Wednesday, March 4, 2009

So how good were those Global Warming models?

A while back I had a post about a report that tested Global Warming Models

Well now even the biggest Climate Change people are realizing that something is... not up.


Discovery has the story:

Earth's climate continues to confound scientists. Following a 30-year trend of warming, global temperatures have flatlined since 2001 despite rising greenhouse gas concentrations, and a heat surplus that should have cranked up the planetary thermostat.


Continues to confound? That really inspires confidence in their ability to predict climate into the next century. They couldn't even figure out what's currently happening.

Yes, let's use these models to base economic and taxation changes that'll cost trillions!

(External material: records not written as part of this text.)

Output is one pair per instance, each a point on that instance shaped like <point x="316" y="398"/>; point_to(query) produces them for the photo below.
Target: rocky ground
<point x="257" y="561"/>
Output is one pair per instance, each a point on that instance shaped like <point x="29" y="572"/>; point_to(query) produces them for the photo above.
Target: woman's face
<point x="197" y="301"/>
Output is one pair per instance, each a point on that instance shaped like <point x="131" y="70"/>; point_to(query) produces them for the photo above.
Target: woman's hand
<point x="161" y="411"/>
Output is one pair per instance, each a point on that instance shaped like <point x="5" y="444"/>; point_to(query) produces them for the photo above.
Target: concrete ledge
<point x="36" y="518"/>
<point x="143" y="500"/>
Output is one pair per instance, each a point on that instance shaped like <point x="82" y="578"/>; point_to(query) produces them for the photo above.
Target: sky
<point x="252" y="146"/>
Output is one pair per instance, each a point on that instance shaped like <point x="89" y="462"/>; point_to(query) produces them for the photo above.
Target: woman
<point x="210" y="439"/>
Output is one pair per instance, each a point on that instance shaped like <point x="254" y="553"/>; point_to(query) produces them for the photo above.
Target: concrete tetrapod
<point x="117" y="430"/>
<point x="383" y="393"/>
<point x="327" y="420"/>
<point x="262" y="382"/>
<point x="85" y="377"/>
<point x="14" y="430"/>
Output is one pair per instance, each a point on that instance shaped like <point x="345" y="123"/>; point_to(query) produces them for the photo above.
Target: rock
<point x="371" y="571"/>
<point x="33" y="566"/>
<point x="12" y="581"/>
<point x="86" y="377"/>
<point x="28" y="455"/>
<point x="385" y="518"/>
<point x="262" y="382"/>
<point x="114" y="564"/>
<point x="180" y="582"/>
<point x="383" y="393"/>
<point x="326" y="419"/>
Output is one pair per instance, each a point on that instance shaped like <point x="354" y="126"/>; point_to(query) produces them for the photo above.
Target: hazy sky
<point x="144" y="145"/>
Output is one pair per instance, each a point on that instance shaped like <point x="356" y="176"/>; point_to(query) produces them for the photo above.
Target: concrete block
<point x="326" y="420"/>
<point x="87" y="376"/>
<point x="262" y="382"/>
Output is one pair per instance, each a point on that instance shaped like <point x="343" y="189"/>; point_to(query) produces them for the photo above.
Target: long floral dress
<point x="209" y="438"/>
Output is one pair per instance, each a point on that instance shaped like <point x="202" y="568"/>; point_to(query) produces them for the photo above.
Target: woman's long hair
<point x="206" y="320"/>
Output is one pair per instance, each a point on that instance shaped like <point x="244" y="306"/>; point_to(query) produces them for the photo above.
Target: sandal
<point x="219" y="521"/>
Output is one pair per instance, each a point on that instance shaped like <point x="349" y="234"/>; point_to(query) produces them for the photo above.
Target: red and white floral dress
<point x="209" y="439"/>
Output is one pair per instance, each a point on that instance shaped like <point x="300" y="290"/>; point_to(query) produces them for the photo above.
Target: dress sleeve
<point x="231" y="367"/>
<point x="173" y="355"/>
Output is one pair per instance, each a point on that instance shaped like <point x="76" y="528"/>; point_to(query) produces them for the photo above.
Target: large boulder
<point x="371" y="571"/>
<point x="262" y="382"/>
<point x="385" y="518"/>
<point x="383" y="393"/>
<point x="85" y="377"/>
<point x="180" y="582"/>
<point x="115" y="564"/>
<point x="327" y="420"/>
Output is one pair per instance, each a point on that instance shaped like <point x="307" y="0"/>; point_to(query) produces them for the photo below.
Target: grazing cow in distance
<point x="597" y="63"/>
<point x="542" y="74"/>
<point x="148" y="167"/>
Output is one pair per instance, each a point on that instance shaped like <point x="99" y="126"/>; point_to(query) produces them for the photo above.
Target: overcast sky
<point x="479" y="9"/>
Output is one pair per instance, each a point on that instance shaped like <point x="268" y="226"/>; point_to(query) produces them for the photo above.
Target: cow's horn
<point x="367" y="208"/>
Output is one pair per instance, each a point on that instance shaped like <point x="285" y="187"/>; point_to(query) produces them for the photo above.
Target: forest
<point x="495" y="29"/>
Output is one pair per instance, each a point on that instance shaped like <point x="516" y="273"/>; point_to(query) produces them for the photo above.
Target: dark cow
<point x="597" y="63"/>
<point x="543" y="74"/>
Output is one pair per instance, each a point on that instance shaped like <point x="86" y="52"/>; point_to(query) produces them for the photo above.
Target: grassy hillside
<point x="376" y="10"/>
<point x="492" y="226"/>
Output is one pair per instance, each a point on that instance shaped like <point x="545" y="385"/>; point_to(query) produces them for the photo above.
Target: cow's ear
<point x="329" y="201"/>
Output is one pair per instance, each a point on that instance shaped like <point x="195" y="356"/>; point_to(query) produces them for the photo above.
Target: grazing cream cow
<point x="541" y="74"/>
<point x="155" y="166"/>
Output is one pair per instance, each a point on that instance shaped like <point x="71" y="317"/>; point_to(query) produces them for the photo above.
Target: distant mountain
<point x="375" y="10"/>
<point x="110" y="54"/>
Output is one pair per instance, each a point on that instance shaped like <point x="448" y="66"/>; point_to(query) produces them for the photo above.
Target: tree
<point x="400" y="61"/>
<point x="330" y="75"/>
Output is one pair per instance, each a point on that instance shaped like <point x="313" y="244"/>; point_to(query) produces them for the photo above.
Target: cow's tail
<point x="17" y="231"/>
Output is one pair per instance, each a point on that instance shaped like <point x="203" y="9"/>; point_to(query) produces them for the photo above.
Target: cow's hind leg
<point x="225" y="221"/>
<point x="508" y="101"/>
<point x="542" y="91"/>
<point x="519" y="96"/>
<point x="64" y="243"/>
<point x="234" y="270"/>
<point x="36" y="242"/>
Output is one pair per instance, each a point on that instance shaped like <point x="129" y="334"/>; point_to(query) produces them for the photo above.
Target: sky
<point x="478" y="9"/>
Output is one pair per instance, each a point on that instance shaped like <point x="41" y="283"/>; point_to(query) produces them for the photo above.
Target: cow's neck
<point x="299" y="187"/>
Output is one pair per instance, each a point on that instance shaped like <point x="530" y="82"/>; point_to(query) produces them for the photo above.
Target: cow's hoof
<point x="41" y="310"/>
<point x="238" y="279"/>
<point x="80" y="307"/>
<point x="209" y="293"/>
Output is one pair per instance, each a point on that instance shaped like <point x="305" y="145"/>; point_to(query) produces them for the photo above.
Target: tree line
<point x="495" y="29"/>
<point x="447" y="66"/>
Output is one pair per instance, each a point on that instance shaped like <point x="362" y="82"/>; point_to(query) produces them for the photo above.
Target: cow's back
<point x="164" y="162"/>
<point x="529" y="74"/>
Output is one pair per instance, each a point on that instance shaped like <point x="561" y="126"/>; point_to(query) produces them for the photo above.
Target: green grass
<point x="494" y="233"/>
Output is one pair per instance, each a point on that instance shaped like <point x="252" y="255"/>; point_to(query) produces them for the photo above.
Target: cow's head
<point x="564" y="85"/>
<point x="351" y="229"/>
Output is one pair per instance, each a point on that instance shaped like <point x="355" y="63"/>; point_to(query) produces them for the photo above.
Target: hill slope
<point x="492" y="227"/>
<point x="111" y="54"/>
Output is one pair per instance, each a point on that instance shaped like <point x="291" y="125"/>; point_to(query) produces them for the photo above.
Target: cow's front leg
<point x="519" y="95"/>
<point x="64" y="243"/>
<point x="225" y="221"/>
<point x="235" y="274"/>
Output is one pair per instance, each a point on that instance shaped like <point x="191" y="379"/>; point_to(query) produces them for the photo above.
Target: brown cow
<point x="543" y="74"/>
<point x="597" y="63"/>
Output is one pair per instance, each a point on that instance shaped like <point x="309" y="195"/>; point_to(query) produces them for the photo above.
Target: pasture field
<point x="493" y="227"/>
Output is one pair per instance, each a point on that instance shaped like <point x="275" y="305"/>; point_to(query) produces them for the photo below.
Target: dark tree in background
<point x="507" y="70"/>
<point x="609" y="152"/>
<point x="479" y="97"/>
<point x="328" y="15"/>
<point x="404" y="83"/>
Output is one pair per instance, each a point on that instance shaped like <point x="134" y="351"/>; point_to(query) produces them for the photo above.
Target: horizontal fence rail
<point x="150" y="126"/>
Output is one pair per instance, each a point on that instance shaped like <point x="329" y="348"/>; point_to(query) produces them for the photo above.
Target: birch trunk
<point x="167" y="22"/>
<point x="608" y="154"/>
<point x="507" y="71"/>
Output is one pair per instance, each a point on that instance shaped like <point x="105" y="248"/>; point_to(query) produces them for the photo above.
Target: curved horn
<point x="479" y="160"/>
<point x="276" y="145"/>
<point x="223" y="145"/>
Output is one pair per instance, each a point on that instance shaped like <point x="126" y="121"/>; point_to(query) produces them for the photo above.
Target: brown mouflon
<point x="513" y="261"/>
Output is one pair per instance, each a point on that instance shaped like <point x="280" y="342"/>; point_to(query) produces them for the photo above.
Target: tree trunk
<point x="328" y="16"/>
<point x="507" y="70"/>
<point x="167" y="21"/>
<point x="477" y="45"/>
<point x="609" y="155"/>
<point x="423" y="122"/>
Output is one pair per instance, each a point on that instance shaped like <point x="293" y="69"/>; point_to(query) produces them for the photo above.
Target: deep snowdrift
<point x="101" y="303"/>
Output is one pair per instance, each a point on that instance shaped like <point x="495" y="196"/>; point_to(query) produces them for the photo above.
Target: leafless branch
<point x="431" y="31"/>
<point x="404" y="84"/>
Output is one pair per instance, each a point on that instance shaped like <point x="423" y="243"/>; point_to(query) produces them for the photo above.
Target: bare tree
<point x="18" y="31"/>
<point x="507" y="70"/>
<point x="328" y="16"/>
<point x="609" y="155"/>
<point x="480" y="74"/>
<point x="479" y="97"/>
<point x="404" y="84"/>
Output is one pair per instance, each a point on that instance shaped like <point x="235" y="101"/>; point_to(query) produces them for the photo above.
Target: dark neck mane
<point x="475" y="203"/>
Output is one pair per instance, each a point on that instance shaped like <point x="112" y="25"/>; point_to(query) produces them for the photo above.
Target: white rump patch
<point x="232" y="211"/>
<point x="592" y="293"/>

I like that given a 30 year warming and an 8 year trend in cooling. They still maintain that this is only a "pause" in overall warming.

Over about the last 40 years a nearly quarter of them have been cooling. They don't know why, and yet they're sure it's just a temporary setback.


The discrepancy gets to the heart of one of the toughest problems in climate science -- identifying the difference between natural variability (like the occasional March snowstorm) from human-induced change.


Yes the occasional March snowstorm, or the occasional ice age.


But just what's causing the cooling is a mystery. Sinking water currents in the north Atlantic Ocean could be sucking heat down into the depths. Or an overabundance of tropical clouds may be reflecting more of the sun's energy than usual back out into space.


So there's factors the your models are not taking into account? And they turn out to dramatically affect your results? Shocking.


Swanson thinks the trend could continue for up to 30 years. But he warned that it's just a hiccup, and that humans' penchant for spewing greenhouse gases will certainly come back to haunt us.

"When the climate kicks back out of this state, we'll have explosive warming," Swanson said. "Thirty years of greenhouse gas radiative forcing will still be there and then bang, the warming will return and be very aggressive."


So 30 years of warming, followed by nearly 40 years of cooling, followed by a giant warming spike. And what model are you basing this prediction off of?

Was it one that can predict the current trend? Oh wait no... that's a "mystery".

Let me be clear. This is not science.

Science does not pull predictions out of thin air, or worse pull them out of a model they know is flawed.